Advocates for defendants from last September’s protests, who have been charged with disturbing public tranquility, sedition, upsetting religious harmony and a variety of other absurd offences, have submitted to presiding judges that the hearings should be held in public as the law dictates. However, according to the records obtained by the AHRC, they have been told that under a Supreme Court Order, No. 16/2008, the trials are to be held out of view.
What is this Supreme Court order and what is its basis? There is nothing in any law to prohibit the holding of such trials in the open. Nor should there be any possibility of security problems arising from the trials if they are handled properly. Even under the British colonialists the cases of persons charged with sedition and other political offences were heard in open court unless a specific problem presented itself that forced the court to shut itself off. These tribunals were very often hardly exemplars of justice, and yet it seems that the current courts in Burma are not even able to come up to their rather low level.
So why really is it that these persons too cannot have the charges heard against them in public? The only reason that the Asian Human Rights Commission can discern is that the trials are so fraudulent and bankrupted that even for Burma’s perverted and dictated judiciary they would be an embarrassment. Police coming to give evidence in these cases acknowledge that they actually know nothing about the facts, and that the investigations were done by combined security forces, meaning army intelligence officers. Other witnesses have included “Swan-arshin” thugs and council officials who carried out many of the so-called arrests rather than police officers, who have openly admitted that they took the accused to army facilities instead of police stations as required by law. What evidence has been presented has consisted of one fabrication on top of the next, one contradiction after another.
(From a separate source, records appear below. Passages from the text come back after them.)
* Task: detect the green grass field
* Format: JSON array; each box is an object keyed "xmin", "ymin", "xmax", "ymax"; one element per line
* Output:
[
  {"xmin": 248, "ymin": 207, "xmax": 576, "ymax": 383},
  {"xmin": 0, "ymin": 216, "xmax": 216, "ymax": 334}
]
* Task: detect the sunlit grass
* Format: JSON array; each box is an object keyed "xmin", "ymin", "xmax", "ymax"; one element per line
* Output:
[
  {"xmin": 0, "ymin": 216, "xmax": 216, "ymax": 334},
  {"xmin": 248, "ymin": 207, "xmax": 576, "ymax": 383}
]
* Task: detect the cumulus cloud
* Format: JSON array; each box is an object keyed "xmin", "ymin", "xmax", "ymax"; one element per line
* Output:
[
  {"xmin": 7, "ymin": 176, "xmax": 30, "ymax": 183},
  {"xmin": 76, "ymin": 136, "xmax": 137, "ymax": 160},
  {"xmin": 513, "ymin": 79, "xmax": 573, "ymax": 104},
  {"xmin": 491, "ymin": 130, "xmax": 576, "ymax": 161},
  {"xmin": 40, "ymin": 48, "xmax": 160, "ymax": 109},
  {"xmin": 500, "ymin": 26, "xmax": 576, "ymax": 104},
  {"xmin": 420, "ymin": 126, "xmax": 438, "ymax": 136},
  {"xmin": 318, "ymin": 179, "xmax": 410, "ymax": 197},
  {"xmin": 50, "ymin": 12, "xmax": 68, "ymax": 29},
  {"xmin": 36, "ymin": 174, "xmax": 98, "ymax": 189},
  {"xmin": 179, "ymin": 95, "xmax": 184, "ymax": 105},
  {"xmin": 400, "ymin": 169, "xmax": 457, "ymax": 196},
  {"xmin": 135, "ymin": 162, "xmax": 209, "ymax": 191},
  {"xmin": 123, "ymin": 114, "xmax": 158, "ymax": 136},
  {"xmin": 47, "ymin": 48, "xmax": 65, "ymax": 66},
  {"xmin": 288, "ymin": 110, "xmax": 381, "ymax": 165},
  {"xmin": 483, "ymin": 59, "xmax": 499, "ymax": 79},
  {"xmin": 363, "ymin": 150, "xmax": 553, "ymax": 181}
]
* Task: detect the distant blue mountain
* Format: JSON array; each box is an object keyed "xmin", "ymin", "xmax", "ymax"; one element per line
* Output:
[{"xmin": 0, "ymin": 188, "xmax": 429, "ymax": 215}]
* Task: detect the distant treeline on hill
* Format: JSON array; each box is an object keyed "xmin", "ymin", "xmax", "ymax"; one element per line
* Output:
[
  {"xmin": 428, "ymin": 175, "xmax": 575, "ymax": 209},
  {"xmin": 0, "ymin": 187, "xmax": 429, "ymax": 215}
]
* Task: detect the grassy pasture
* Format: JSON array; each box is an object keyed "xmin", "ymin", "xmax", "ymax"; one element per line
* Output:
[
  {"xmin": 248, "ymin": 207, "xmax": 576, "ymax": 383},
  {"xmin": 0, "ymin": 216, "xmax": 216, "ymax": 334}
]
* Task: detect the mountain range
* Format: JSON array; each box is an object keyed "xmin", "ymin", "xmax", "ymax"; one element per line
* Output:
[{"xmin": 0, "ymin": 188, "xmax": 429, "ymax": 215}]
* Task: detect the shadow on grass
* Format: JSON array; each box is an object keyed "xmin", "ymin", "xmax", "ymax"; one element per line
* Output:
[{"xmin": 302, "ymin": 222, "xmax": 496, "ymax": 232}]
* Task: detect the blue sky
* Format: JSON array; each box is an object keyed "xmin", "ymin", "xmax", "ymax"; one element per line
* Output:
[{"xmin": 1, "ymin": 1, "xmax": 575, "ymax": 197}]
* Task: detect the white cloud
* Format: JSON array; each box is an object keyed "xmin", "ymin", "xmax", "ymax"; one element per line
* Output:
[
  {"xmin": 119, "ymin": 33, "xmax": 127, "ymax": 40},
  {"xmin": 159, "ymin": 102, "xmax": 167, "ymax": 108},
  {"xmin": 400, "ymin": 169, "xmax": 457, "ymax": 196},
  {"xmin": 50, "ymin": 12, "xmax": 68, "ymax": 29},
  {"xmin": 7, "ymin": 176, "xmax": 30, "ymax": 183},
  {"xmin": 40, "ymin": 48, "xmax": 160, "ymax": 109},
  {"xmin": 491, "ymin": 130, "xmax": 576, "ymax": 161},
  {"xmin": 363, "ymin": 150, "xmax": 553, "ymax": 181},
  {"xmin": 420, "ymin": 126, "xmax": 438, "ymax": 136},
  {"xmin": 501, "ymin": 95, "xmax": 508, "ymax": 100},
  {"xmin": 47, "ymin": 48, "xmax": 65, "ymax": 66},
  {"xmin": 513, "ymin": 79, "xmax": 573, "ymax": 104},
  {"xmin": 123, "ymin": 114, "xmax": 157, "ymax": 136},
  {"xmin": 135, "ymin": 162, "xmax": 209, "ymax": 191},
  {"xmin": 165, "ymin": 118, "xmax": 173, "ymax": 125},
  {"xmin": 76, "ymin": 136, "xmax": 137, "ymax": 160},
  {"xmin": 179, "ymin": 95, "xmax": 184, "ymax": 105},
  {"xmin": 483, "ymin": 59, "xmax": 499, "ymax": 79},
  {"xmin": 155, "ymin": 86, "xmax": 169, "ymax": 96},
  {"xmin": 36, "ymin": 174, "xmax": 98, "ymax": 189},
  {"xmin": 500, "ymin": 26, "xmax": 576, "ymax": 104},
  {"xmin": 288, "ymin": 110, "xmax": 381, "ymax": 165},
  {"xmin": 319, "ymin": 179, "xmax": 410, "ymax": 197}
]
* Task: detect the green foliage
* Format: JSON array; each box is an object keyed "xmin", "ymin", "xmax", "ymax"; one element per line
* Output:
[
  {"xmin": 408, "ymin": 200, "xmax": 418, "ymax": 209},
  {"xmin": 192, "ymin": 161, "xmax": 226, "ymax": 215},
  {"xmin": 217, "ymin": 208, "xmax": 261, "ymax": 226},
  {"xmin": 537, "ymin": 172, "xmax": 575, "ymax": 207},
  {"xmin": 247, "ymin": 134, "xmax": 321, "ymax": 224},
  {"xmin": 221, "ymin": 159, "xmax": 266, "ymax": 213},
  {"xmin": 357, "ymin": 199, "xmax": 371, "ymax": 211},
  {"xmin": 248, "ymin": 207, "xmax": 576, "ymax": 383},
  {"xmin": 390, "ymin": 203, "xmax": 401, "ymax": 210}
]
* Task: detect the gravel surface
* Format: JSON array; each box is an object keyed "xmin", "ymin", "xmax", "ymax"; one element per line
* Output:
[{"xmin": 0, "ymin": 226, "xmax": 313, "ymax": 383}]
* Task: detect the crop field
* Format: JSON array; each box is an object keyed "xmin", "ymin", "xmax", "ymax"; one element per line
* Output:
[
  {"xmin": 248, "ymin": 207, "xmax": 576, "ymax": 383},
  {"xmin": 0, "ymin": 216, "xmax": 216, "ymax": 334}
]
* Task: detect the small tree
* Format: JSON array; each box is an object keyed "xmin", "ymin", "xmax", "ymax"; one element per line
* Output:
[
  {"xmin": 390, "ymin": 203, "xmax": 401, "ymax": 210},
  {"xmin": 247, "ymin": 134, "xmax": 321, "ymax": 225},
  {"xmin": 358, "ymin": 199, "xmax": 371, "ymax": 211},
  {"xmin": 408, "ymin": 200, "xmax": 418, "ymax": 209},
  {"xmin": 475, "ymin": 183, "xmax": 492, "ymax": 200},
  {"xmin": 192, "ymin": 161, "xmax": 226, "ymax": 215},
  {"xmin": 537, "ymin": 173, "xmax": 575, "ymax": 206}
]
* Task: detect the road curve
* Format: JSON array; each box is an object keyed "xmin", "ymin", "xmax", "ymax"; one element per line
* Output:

It may be too much to expect that these detainees will be readily released and that there will be any prospect for their fundamental rights to be properly acknowledged, but is it really too much to expect that even the absolute minimum standards of trial cannot be met? Does Burma’s Supreme Court have nothing to offer other than Stalinist administrative hearings held in places that are described as courts but are devoid of anything that would earn them the name?
The Asian Human Rights Commission hopes that for the sake not only of these defendants themselves but for the sake of all persons in Burma that there is still some prospect of minimum standards being met in these cases. It hopes also that the international community will in dealing with Burma emphasise these minimum standards, and that in particular the United Nations and governments of the Association of South East Asian Nations and other countries in the region will make special appeals to the government of Burma, or Myanmar as it prefers, that these cases be tried in open court in accordance with established domestic law. And finally, it also reiterates its hope that the International Committee of the Red Cross be given full and regular access to these detainees in accordance with its mandate, not in accordance with whatever terms that the government authorities choose to apply to it, so that not both legal and physical minimums can be ascertained and protected. Otherwise, in the absence of this much, why bother with courts, trials and designated prisons at all?